Hey there Eric ,
Thank you for reaching out to Ableton Support, and for your well worded response to recent changes in the Live software.
At the end of the day the user is the most important component of the Live software in regards to development and the end goal of audio production.
You are certainly a long time member of the Ableton tribe, and we do appreciate your input and the need for a discussion when it comes to major changes in the functionality of Live.
There will be times, however, where changes will be implemented that don't leave the entire user base satisfied, this is a reality of development and progress. It seems that you are well aware of this fact, but we also now that our team isn't capable of synthesizing the thoughts and workflows of our vast user-base whose input and daily use is the backbone of the our software.
Simply put it is a give and take, with no decisions being made hastily, and user experience research as a foundation of any major change in Live.
Your words have been noted and this is a point I will bring up to other members of the Live team. Change should be tested and not simply thrown at our users, and I will pass this on.

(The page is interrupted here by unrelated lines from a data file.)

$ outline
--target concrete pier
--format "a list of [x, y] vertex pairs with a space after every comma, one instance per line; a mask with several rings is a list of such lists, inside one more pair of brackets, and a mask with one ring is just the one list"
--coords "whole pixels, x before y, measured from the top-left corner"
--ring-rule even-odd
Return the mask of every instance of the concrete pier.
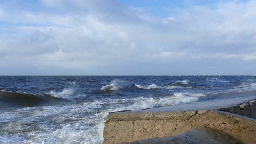
[[256, 90], [239, 90], [189, 104], [110, 112], [103, 143], [256, 143]]

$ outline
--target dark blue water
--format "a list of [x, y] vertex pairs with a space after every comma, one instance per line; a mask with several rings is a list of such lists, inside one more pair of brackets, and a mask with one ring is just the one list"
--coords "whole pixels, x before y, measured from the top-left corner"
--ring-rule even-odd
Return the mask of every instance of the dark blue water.
[[0, 76], [0, 143], [102, 143], [110, 112], [255, 86], [252, 76]]

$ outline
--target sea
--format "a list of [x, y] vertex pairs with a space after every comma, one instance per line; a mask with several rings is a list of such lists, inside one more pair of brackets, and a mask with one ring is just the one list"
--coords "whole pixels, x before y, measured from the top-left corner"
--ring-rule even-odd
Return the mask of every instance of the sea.
[[1, 76], [0, 143], [102, 144], [110, 112], [255, 86], [256, 76]]

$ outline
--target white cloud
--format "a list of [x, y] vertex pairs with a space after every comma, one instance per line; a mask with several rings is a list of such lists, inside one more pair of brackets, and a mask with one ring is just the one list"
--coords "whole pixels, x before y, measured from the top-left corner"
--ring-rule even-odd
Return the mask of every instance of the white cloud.
[[22, 61], [99, 70], [122, 64], [141, 68], [134, 62], [164, 66], [204, 59], [208, 66], [213, 59], [256, 60], [255, 0], [194, 6], [167, 18], [113, 0], [40, 2], [38, 11], [1, 7], [1, 66]]

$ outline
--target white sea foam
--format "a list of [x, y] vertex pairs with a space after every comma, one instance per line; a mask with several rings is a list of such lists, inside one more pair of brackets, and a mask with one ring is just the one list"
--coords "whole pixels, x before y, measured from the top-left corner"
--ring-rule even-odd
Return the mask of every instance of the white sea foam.
[[[63, 90], [57, 95], [63, 96], [72, 93], [72, 90]], [[0, 120], [10, 122], [10, 126], [5, 128], [8, 130], [28, 131], [22, 134], [27, 135], [26, 138], [23, 138], [21, 134], [14, 133], [8, 136], [12, 139], [10, 142], [4, 138], [0, 140], [18, 144], [102, 144], [104, 124], [110, 112], [175, 105], [194, 101], [202, 95], [177, 93], [160, 98], [106, 99], [77, 104], [21, 108], [7, 115], [0, 115], [4, 117]], [[11, 118], [7, 120], [7, 117]], [[36, 124], [40, 129], [38, 131], [28, 130]]]
[[188, 84], [188, 83], [189, 83], [189, 80], [181, 80], [180, 81], [178, 81], [177, 82], [180, 82], [183, 84]]
[[120, 86], [119, 82], [120, 82], [120, 81], [117, 80], [111, 81], [110, 84], [103, 86], [101, 87], [100, 90], [104, 91], [109, 90], [117, 90]]
[[135, 86], [140, 88], [143, 88], [146, 89], [154, 89], [154, 88], [160, 88], [160, 87], [157, 86], [155, 84], [150, 84], [148, 86], [141, 86], [139, 84], [135, 84]]
[[64, 98], [64, 99], [70, 99], [70, 96], [72, 96], [74, 93], [74, 90], [72, 88], [65, 88], [63, 90], [60, 92], [56, 92], [54, 91], [51, 90], [50, 92], [50, 94], [52, 96], [56, 98]]

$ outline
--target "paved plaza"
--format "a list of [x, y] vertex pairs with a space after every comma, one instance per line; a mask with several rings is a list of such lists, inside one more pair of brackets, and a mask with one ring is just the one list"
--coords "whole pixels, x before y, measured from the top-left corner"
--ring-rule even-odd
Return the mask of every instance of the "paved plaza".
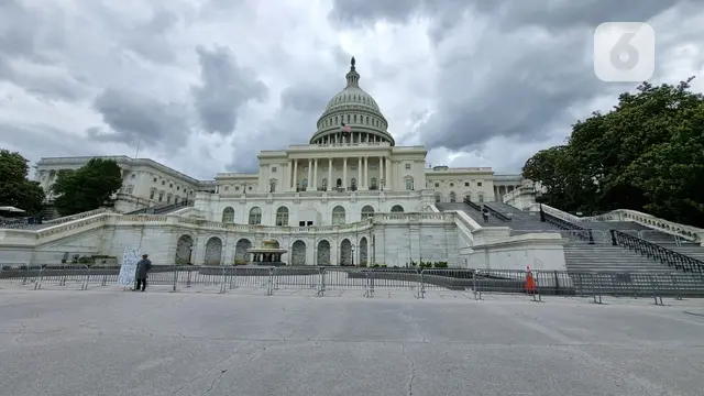
[[704, 301], [0, 288], [3, 396], [702, 395]]

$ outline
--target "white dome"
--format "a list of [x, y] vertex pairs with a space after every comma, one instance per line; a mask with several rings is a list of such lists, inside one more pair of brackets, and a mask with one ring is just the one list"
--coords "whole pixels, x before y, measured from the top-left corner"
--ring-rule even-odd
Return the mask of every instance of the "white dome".
[[[338, 135], [342, 127], [352, 130], [353, 142], [375, 141], [394, 145], [394, 138], [387, 132], [388, 122], [378, 109], [376, 100], [359, 85], [360, 75], [352, 66], [345, 76], [348, 85], [330, 99], [322, 116], [318, 119], [318, 129], [310, 138], [310, 144], [329, 141], [326, 138]], [[339, 139], [337, 139], [339, 140]]]

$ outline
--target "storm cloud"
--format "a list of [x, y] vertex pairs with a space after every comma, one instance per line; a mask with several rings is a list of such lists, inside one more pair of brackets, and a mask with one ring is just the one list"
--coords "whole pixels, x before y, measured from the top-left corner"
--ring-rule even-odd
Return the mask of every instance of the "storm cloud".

In the mean time, although i know this doesn't effect your work flow largely, a user has created a Max for Live device to regain the old functionality:
http://www.maxforlive.com/library/devic ... cclipcolor
I hope this helps, and please don't hesitate to ask if you have any further questions!
All the best,
(I have not had the chance to experiment with the M4L patch referred to, but my reading of the the functionality of that patch is that the color is changed each time a clip is fired on a record enabled track... which is quite different from Live's pre-9.5 behavior and thus does not "regain the old functionality." I'm interested in users' experiences with this patch.)
soundsliketree wrote:(I have sent this as an email to firstname.lastname@example.org. If anyone has any other suggestions - please PM me and let me know.)
Dear Ableton development community,
I've been using Ableton Live as my primary studio production and live performance tool from the very beginning: Version 1. I remember the days before we had MIDI. I've had various complaints about the software over the years, but mostly I've just loved using Live. I think it is a fantastic, ground-breaking piece of software, and I look forward to many happy years to come.
However, I find myself deeply troubled by the change you've made to the clip coloring options. It's not because I don't like the new behavior; it's not useful for me at the moment, but I can imagine finding ways that it will be. Rather, I'm disturbed by the fact that you *removed* a feature that I and many others have integrated into our workflow - the ability to have each new clip be assigned a new color.
It's not a question of whether the current or previous situation is better - because it's not an either/or choice. It's a matter of principle: I believe very strongly that Ableton should not remove features when upgrading the software whenever possible. In this case, it seems obvious that you could have added the current behavior as a new option - extending existing functionality - rather than removing one functionality when adding another. There's ample room on the preferences panel, after all. And, there have been several excellent suggestions from users commenting on the poll thread of ways to implement the current new behavior while keeping the old one (in addition to further color controls that would also be straightforward to implement if you really want to improve the clip coloring functionality).
As I try to understand the motivations behind this change, it occurs to me that either ignorance or arrogance (or both) could be responsible for the way it was implemented:
Ignorance: Perhaps you not aware of the vast scope of the use cases of the software. You've made such an open ended creative tool, and this is undoubtably one of the great things about Live. You may need to do more outreach and learn more about incredible variety of ways people are using the software. Don't make changes that would seriously harm workflows that have been developed for years around existing features. This will alienate and anger the core of your most long-time, faithful users.
Arrogance: Or perhaps you do know how folks are using Live in such a myriad of ways, but you've choosen not to care for one reason or another - be it a business model decision, or a desire to shape development in a particular direction regardless of whether it hurts some users. I think it's fair to shape development by your choices of what new features to add, but surely you can attempt do this without removing features. In this case, had you attempted this, it seems pretty clear that you could have done it easily and gracefully, without impacting performance or the simplicity of the user interface.
Some of us may remember various times in Live's growth history when features were removed, and the community demanded they be reinstated. This is another one of these cases, and I hope you'll listen.
However, even deeper than this particular case is the principle behind upgrading and adding features. My confidence in the future of this software has been shaken, knowing that with any future update a feature I've relied on for my own use cases could simply be removed. I think you've made a mistake here, and I request that you correct it in the next update by working out a way to give us both the new and old options. Furthermore, I'd also like to request that you offer a pledge to your user community that you will do your best to retain all legacy functionality as you continue to develop the software.
Thanks for reading and considering these suggestions.